That is no accident, according to the Rev. Miguel González, the congregation's associate pastor.
"We are a coat of many colors that enhances the parish and the community through its many gifts and rich traditions," he said. "We want everyone to feel at home here, to feel welcome."
Juggling cultures in an age of increasing diversity is never easy for a church, even when all of the cultures being juggled are Hispanic.
The South Orlando parish, with more than 4,000 families, is considered one of the most diverse in Central Florida, with newcomers and immigrants from more than three dozen countries, joining longtime English speakers. But by far the largest groups in the congregation are Spanish speakers, who make up just under half of the congregation. In Central Florida, the issues raised by diverse Hispanic cultures are not unique to the Catholic community. Large Protestant congregations in Orlando, like Iglesia Fuente de Agua Viva and Iglesia El Calvario, grapple with the same challenges, including the language of the sermons.
"I try to speak a Spanish that is not too provincial or regional, but more universal," said the Rev. Nino González, 49, of El Calvario. He takes care to avoid colloquialisms particular to one country.
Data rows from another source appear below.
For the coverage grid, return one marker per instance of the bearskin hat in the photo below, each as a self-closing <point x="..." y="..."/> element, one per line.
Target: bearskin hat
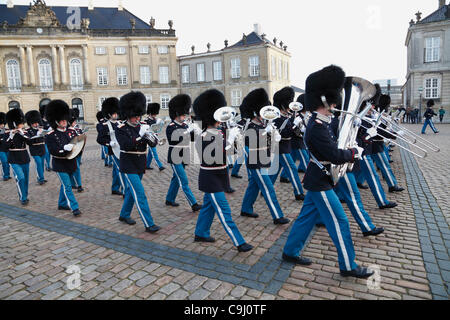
<point x="283" y="98"/>
<point x="109" y="107"/>
<point x="207" y="104"/>
<point x="179" y="105"/>
<point x="327" y="82"/>
<point x="133" y="104"/>
<point x="2" y="118"/>
<point x="153" y="108"/>
<point x="33" y="116"/>
<point x="56" y="111"/>
<point x="254" y="102"/>
<point x="14" y="117"/>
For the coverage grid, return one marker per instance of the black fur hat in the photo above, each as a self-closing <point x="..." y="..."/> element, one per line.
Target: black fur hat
<point x="33" y="116"/>
<point x="327" y="82"/>
<point x="14" y="117"/>
<point x="206" y="105"/>
<point x="153" y="108"/>
<point x="109" y="107"/>
<point x="254" y="102"/>
<point x="179" y="105"/>
<point x="283" y="98"/>
<point x="2" y="118"/>
<point x="56" y="111"/>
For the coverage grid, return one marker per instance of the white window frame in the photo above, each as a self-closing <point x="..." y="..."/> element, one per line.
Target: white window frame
<point x="217" y="71"/>
<point x="76" y="74"/>
<point x="122" y="76"/>
<point x="13" y="75"/>
<point x="253" y="66"/>
<point x="102" y="76"/>
<point x="432" y="49"/>
<point x="164" y="77"/>
<point x="235" y="68"/>
<point x="185" y="73"/>
<point x="145" y="75"/>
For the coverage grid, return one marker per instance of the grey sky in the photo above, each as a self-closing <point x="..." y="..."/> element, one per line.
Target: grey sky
<point x="365" y="37"/>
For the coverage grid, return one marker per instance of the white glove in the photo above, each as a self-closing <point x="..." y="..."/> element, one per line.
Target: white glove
<point x="68" y="147"/>
<point x="144" y="129"/>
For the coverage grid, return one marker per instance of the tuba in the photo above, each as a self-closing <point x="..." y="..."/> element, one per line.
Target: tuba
<point x="356" y="90"/>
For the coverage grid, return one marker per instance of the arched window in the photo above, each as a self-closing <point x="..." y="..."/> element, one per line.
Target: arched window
<point x="13" y="105"/>
<point x="13" y="75"/>
<point x="45" y="75"/>
<point x="77" y="103"/>
<point x="76" y="76"/>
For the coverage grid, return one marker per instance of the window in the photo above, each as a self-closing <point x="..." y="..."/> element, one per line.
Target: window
<point x="236" y="96"/>
<point x="100" y="50"/>
<point x="121" y="50"/>
<point x="200" y="72"/>
<point x="217" y="70"/>
<point x="13" y="75"/>
<point x="45" y="75"/>
<point x="102" y="76"/>
<point x="145" y="75"/>
<point x="163" y="49"/>
<point x="122" y="76"/>
<point x="164" y="74"/>
<point x="143" y="50"/>
<point x="432" y="88"/>
<point x="76" y="77"/>
<point x="432" y="49"/>
<point x="165" y="98"/>
<point x="235" y="68"/>
<point x="185" y="70"/>
<point x="253" y="66"/>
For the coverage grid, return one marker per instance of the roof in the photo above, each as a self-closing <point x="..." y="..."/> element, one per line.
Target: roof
<point x="100" y="18"/>
<point x="441" y="14"/>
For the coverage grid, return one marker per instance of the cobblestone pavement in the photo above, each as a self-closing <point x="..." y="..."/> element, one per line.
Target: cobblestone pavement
<point x="39" y="244"/>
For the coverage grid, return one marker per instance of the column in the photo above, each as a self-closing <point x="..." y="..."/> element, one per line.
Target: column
<point x="87" y="76"/>
<point x="23" y="66"/>
<point x="56" y="78"/>
<point x="62" y="60"/>
<point x="31" y="66"/>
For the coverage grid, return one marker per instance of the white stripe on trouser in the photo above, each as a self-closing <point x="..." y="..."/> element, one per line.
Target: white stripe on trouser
<point x="338" y="232"/>
<point x="355" y="203"/>
<point x="222" y="218"/>
<point x="294" y="181"/>
<point x="374" y="180"/>
<point x="385" y="168"/>
<point x="136" y="200"/>
<point x="181" y="185"/>
<point x="64" y="189"/>
<point x="267" y="194"/>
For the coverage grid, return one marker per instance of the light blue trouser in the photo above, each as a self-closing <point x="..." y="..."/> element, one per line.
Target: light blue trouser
<point x="217" y="203"/>
<point x="5" y="165"/>
<point x="153" y="153"/>
<point x="429" y="122"/>
<point x="135" y="194"/>
<point x="75" y="178"/>
<point x="66" y="196"/>
<point x="326" y="205"/>
<point x="180" y="179"/>
<point x="39" y="161"/>
<point x="286" y="162"/>
<point x="386" y="170"/>
<point x="371" y="175"/>
<point x="118" y="184"/>
<point x="349" y="192"/>
<point x="259" y="180"/>
<point x="21" y="174"/>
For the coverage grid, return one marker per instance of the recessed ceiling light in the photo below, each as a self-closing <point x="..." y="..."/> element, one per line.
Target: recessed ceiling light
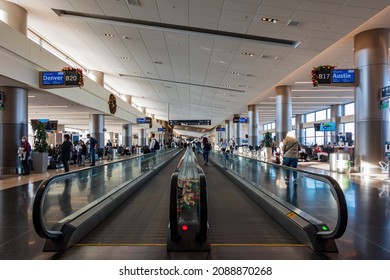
<point x="108" y="35"/>
<point x="273" y="20"/>
<point x="248" y="54"/>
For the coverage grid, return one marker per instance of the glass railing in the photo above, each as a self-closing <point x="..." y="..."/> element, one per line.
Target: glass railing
<point x="64" y="197"/>
<point x="317" y="198"/>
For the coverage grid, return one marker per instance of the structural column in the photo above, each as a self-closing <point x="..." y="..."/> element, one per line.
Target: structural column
<point x="127" y="132"/>
<point x="299" y="120"/>
<point x="371" y="123"/>
<point x="336" y="111"/>
<point x="283" y="112"/>
<point x="227" y="130"/>
<point x="14" y="15"/>
<point x="253" y="126"/>
<point x="96" y="126"/>
<point x="13" y="125"/>
<point x="142" y="137"/>
<point x="237" y="133"/>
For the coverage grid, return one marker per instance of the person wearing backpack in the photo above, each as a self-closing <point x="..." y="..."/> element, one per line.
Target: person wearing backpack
<point x="154" y="145"/>
<point x="206" y="150"/>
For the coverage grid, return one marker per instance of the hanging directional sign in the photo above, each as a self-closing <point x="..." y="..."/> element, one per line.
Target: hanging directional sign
<point x="384" y="104"/>
<point x="190" y="122"/>
<point x="143" y="120"/>
<point x="386" y="92"/>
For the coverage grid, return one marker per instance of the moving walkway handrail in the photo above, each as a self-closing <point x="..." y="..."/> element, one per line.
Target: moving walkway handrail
<point x="43" y="189"/>
<point x="337" y="192"/>
<point x="37" y="214"/>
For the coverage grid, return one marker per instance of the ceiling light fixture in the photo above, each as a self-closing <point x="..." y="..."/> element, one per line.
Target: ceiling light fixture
<point x="273" y="20"/>
<point x="108" y="35"/>
<point x="50" y="106"/>
<point x="317" y="90"/>
<point x="174" y="28"/>
<point x="133" y="2"/>
<point x="248" y="54"/>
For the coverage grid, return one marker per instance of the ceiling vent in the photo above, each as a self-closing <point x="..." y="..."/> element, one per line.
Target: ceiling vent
<point x="133" y="2"/>
<point x="293" y="23"/>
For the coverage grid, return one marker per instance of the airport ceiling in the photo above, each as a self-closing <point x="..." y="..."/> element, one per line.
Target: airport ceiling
<point x="202" y="59"/>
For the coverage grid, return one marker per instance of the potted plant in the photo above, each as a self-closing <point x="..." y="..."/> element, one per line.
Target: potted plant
<point x="268" y="144"/>
<point x="40" y="154"/>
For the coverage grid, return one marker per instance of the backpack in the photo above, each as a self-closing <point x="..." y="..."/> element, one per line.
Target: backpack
<point x="156" y="145"/>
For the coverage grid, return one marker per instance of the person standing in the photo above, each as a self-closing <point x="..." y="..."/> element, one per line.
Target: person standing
<point x="206" y="150"/>
<point x="291" y="149"/>
<point x="83" y="153"/>
<point x="92" y="147"/>
<point x="154" y="145"/>
<point x="26" y="155"/>
<point x="66" y="149"/>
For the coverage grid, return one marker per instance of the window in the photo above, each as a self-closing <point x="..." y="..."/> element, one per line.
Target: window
<point x="349" y="109"/>
<point x="321" y="115"/>
<point x="310" y="136"/>
<point x="310" y="117"/>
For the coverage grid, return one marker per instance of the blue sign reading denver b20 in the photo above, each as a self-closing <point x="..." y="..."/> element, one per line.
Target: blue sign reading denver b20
<point x="53" y="78"/>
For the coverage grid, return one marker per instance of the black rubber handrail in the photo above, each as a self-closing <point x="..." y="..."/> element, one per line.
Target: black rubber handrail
<point x="37" y="211"/>
<point x="342" y="217"/>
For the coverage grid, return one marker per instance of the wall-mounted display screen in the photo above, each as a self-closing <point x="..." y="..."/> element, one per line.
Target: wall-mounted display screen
<point x="328" y="126"/>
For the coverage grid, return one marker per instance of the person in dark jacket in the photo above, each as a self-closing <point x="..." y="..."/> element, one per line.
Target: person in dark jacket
<point x="291" y="150"/>
<point x="26" y="155"/>
<point x="92" y="148"/>
<point x="66" y="149"/>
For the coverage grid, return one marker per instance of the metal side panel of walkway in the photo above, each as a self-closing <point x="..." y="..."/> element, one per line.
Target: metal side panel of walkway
<point x="239" y="229"/>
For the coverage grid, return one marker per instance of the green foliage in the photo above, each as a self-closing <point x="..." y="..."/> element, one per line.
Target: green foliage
<point x="268" y="139"/>
<point x="40" y="136"/>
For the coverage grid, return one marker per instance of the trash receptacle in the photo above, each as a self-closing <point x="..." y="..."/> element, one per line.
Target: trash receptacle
<point x="343" y="163"/>
<point x="333" y="162"/>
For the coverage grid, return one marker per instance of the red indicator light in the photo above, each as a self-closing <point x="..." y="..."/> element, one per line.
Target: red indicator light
<point x="184" y="227"/>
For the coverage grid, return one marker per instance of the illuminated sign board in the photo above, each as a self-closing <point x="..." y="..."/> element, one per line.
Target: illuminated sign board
<point x="143" y="120"/>
<point x="58" y="79"/>
<point x="343" y="76"/>
<point x="49" y="79"/>
<point x="386" y="92"/>
<point x="190" y="122"/>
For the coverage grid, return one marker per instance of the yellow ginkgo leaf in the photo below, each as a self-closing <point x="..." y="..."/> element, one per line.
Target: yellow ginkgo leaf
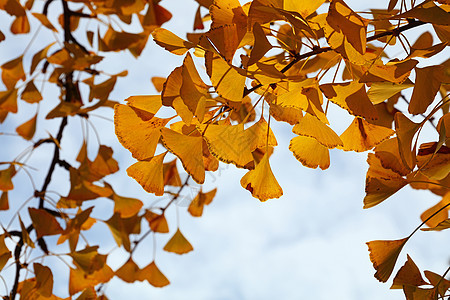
<point x="311" y="126"/>
<point x="383" y="255"/>
<point x="261" y="182"/>
<point x="149" y="174"/>
<point x="230" y="143"/>
<point x="379" y="189"/>
<point x="27" y="129"/>
<point x="408" y="274"/>
<point x="145" y="134"/>
<point x="44" y="280"/>
<point x="352" y="97"/>
<point x="31" y="94"/>
<point x="426" y="86"/>
<point x="153" y="275"/>
<point x="362" y="136"/>
<point x="157" y="223"/>
<point x="202" y="199"/>
<point x="189" y="151"/>
<point x="310" y="152"/>
<point x="129" y="271"/>
<point x="227" y="80"/>
<point x="170" y="41"/>
<point x="405" y="130"/>
<point x="178" y="244"/>
<point x="261" y="45"/>
<point x="44" y="223"/>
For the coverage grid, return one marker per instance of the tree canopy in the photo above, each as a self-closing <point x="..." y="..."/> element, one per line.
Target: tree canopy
<point x="245" y="67"/>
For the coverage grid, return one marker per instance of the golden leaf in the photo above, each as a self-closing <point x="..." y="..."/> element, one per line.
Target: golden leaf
<point x="310" y="126"/>
<point x="261" y="182"/>
<point x="149" y="174"/>
<point x="310" y="152"/>
<point x="178" y="244"/>
<point x="362" y="136"/>
<point x="189" y="151"/>
<point x="383" y="255"/>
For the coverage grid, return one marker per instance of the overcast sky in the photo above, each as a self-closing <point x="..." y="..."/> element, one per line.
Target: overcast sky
<point x="308" y="244"/>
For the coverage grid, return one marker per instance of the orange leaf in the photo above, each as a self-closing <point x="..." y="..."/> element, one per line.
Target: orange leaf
<point x="409" y="274"/>
<point x="44" y="223"/>
<point x="261" y="182"/>
<point x="189" y="151"/>
<point x="310" y="152"/>
<point x="157" y="223"/>
<point x="362" y="136"/>
<point x="27" y="129"/>
<point x="428" y="82"/>
<point x="383" y="255"/>
<point x="153" y="275"/>
<point x="178" y="244"/>
<point x="311" y="126"/>
<point x="138" y="135"/>
<point x="149" y="174"/>
<point x="202" y="199"/>
<point x="44" y="280"/>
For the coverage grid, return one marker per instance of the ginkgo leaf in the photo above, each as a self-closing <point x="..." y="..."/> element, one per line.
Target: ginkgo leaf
<point x="310" y="126"/>
<point x="142" y="140"/>
<point x="228" y="81"/>
<point x="44" y="280"/>
<point x="79" y="280"/>
<point x="196" y="206"/>
<point x="310" y="152"/>
<point x="380" y="91"/>
<point x="261" y="182"/>
<point x="441" y="226"/>
<point x="388" y="154"/>
<point x="379" y="189"/>
<point x="27" y="129"/>
<point x="157" y="223"/>
<point x="352" y="97"/>
<point x="343" y="19"/>
<point x="12" y="71"/>
<point x="405" y="130"/>
<point x="31" y="94"/>
<point x="6" y="176"/>
<point x="171" y="42"/>
<point x="409" y="274"/>
<point x="44" y="223"/>
<point x="149" y="174"/>
<point x="189" y="151"/>
<point x="362" y="136"/>
<point x="395" y="71"/>
<point x="432" y="162"/>
<point x="439" y="282"/>
<point x="4" y="202"/>
<point x="154" y="276"/>
<point x="383" y="255"/>
<point x="125" y="206"/>
<point x="25" y="235"/>
<point x="437" y="213"/>
<point x="230" y="143"/>
<point x="129" y="271"/>
<point x="428" y="82"/>
<point x="261" y="45"/>
<point x="178" y="244"/>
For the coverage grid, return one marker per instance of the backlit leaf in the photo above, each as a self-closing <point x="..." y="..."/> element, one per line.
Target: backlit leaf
<point x="149" y="174"/>
<point x="362" y="136"/>
<point x="383" y="255"/>
<point x="310" y="152"/>
<point x="261" y="182"/>
<point x="178" y="244"/>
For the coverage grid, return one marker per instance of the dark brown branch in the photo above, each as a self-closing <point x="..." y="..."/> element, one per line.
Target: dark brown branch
<point x="317" y="50"/>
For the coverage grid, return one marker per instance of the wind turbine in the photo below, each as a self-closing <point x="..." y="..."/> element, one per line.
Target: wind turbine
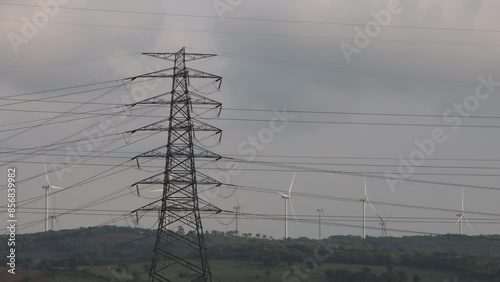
<point x="47" y="195"/>
<point x="461" y="216"/>
<point x="288" y="200"/>
<point x="237" y="212"/>
<point x="364" y="202"/>
<point x="320" y="213"/>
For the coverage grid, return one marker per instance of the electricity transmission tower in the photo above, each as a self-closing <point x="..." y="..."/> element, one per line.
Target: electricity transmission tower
<point x="176" y="252"/>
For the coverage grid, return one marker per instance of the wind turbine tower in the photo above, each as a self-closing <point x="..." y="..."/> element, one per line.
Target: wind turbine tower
<point x="367" y="201"/>
<point x="320" y="213"/>
<point x="287" y="199"/>
<point x="237" y="213"/>
<point x="47" y="197"/>
<point x="461" y="216"/>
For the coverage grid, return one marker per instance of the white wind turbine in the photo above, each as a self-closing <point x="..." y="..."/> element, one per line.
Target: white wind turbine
<point x="288" y="200"/>
<point x="364" y="202"/>
<point x="47" y="195"/>
<point x="461" y="216"/>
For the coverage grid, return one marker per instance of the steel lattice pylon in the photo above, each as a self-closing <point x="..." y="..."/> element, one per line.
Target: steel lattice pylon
<point x="176" y="252"/>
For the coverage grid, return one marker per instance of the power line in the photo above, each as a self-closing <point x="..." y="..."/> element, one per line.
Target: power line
<point x="361" y="123"/>
<point x="360" y="174"/>
<point x="250" y="19"/>
<point x="247" y="33"/>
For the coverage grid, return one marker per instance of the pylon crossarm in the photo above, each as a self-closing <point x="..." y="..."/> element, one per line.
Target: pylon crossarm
<point x="159" y="74"/>
<point x="188" y="56"/>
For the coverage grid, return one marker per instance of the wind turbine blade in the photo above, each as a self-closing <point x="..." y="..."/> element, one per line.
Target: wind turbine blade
<point x="468" y="224"/>
<point x="284" y="195"/>
<point x="46" y="173"/>
<point x="366" y="192"/>
<point x="375" y="211"/>
<point x="56" y="187"/>
<point x="463" y="191"/>
<point x="291" y="184"/>
<point x="293" y="211"/>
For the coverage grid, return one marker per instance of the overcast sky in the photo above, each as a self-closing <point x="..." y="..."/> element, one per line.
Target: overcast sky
<point x="299" y="65"/>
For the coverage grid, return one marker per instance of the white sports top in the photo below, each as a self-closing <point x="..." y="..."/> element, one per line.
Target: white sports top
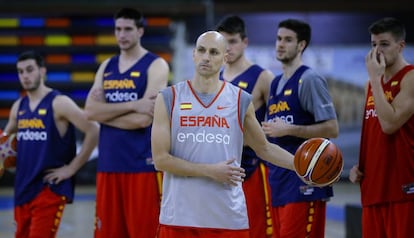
<point x="208" y="134"/>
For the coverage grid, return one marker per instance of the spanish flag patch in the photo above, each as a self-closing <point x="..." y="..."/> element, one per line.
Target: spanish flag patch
<point x="287" y="92"/>
<point x="243" y="84"/>
<point x="42" y="111"/>
<point x="135" y="74"/>
<point x="186" y="106"/>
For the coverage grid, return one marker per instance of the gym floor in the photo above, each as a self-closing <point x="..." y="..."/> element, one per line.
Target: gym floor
<point x="78" y="218"/>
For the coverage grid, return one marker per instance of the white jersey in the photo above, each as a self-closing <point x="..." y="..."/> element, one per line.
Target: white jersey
<point x="205" y="134"/>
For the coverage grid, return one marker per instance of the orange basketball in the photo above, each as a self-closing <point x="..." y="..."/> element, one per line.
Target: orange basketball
<point x="318" y="162"/>
<point x="8" y="151"/>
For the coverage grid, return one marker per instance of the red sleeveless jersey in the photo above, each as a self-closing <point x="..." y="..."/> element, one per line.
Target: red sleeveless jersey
<point x="387" y="161"/>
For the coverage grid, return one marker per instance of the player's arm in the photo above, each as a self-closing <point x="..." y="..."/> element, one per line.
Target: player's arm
<point x="260" y="92"/>
<point x="278" y="128"/>
<point x="11" y="126"/>
<point x="66" y="111"/>
<point x="392" y="116"/>
<point x="256" y="139"/>
<point x="157" y="79"/>
<point x="97" y="109"/>
<point x="223" y="172"/>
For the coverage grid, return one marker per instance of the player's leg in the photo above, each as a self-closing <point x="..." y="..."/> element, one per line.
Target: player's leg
<point x="142" y="203"/>
<point x="296" y="220"/>
<point x="46" y="214"/>
<point x="110" y="219"/>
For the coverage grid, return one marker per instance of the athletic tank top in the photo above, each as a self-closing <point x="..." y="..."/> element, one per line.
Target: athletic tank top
<point x="40" y="147"/>
<point x="123" y="150"/>
<point x="387" y="161"/>
<point x="286" y="186"/>
<point x="246" y="81"/>
<point x="207" y="134"/>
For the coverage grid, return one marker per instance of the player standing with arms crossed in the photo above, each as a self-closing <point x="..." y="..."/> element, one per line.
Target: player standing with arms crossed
<point x="45" y="122"/>
<point x="200" y="127"/>
<point x="300" y="107"/>
<point x="255" y="80"/>
<point x="386" y="160"/>
<point x="122" y="100"/>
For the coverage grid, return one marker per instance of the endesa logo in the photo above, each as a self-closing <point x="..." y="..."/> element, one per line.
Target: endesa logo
<point x="29" y="133"/>
<point x="281" y="106"/>
<point x="203" y="136"/>
<point x="203" y="121"/>
<point x="120" y="95"/>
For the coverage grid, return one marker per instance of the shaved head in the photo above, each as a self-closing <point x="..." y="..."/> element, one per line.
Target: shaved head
<point x="212" y="37"/>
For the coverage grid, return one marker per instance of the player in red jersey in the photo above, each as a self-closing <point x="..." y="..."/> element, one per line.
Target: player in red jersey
<point x="386" y="162"/>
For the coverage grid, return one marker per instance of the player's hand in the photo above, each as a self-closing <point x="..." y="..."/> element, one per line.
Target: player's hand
<point x="228" y="173"/>
<point x="355" y="175"/>
<point x="55" y="176"/>
<point x="375" y="64"/>
<point x="276" y="128"/>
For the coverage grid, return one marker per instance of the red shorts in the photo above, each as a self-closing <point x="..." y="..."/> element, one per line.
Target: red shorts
<point x="40" y="217"/>
<point x="298" y="220"/>
<point x="165" y="231"/>
<point x="127" y="204"/>
<point x="388" y="220"/>
<point x="256" y="190"/>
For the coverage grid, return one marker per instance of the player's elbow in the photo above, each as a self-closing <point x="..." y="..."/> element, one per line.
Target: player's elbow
<point x="332" y="129"/>
<point x="159" y="163"/>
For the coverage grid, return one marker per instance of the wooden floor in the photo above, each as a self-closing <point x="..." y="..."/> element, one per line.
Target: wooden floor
<point x="78" y="218"/>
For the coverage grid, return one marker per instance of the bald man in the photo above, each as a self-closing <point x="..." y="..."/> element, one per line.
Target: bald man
<point x="198" y="133"/>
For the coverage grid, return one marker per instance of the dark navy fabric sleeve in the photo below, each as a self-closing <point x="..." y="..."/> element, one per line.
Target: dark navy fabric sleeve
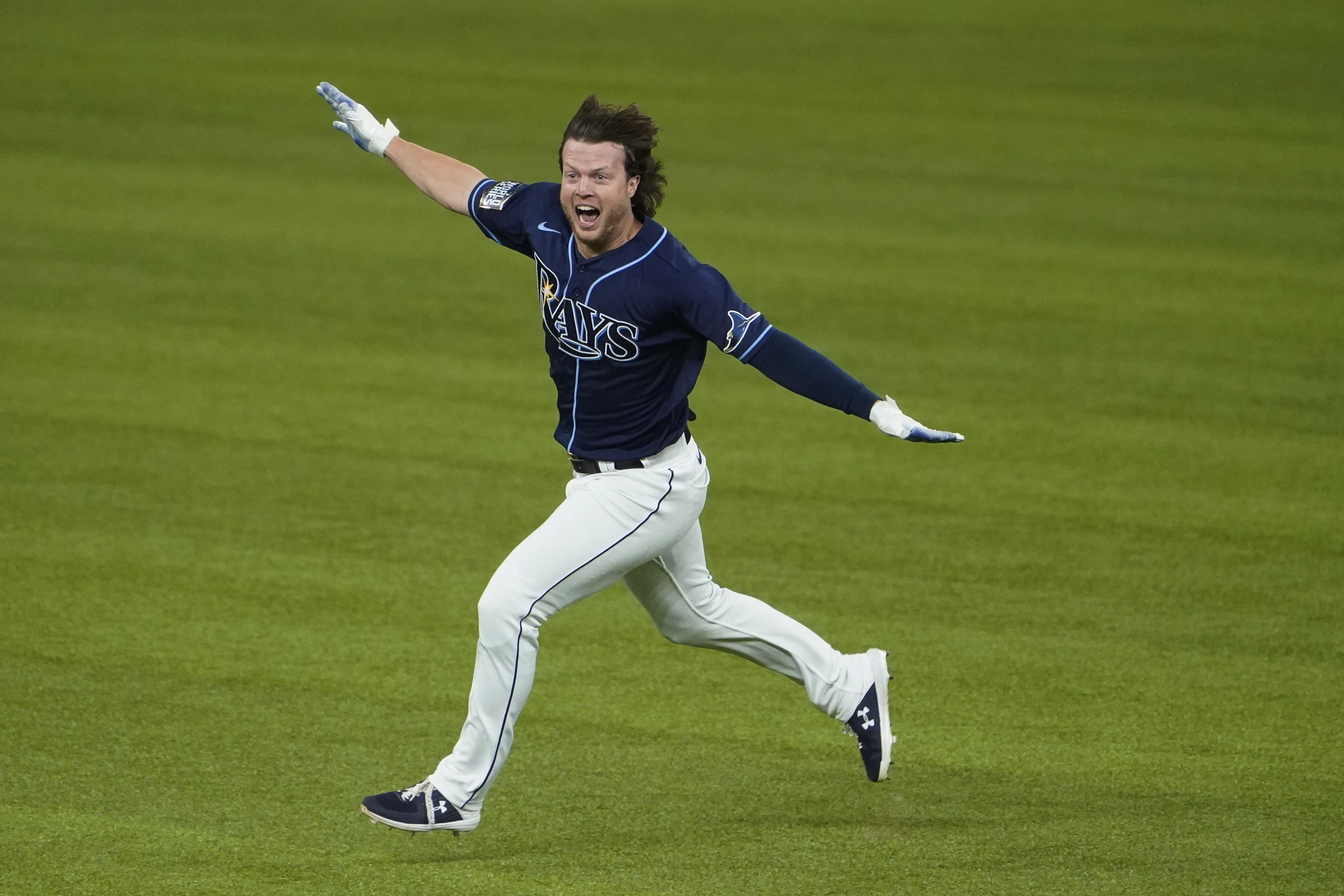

At St. John Vianney, Miguel González - like Nino González a native of Puerto Rico - is acutely aware of the many linguistic differences between Spanish speakers from different countries and cultures when he delivers homilies.
"I try to be as conscious of that as I can," he said, "choosing words that convey the message across the board."
Similarly, González said that he and other congregation leaders try to choose worship music from throughout Latin America, because "that's the reality of our Hispanic presence here."
Tony Moreno, a 56-year-old financial planner, came from Cuba in 1961. He is involved in a number of ministries at the church, including the Spanish prayer group.
Hispanics from throughout Latin America and the Caribbean bring very different cultures to the parish, he said, but they are "united by language" and the high priority they place on family ties. In a sense, Moreno said, the congregation is a kind of extended family, made of people from disparate nations who have come to Central Florida in five different decades.
"That's the challenge," he said, "when we come together as a family, when we can learn from each other. That's the beauty of the Catholic Church. The beauty of the diversity is when we can learn from each other. You don't try to impose your culture, but learn other cultures. When Christ is first, the nationalities are second."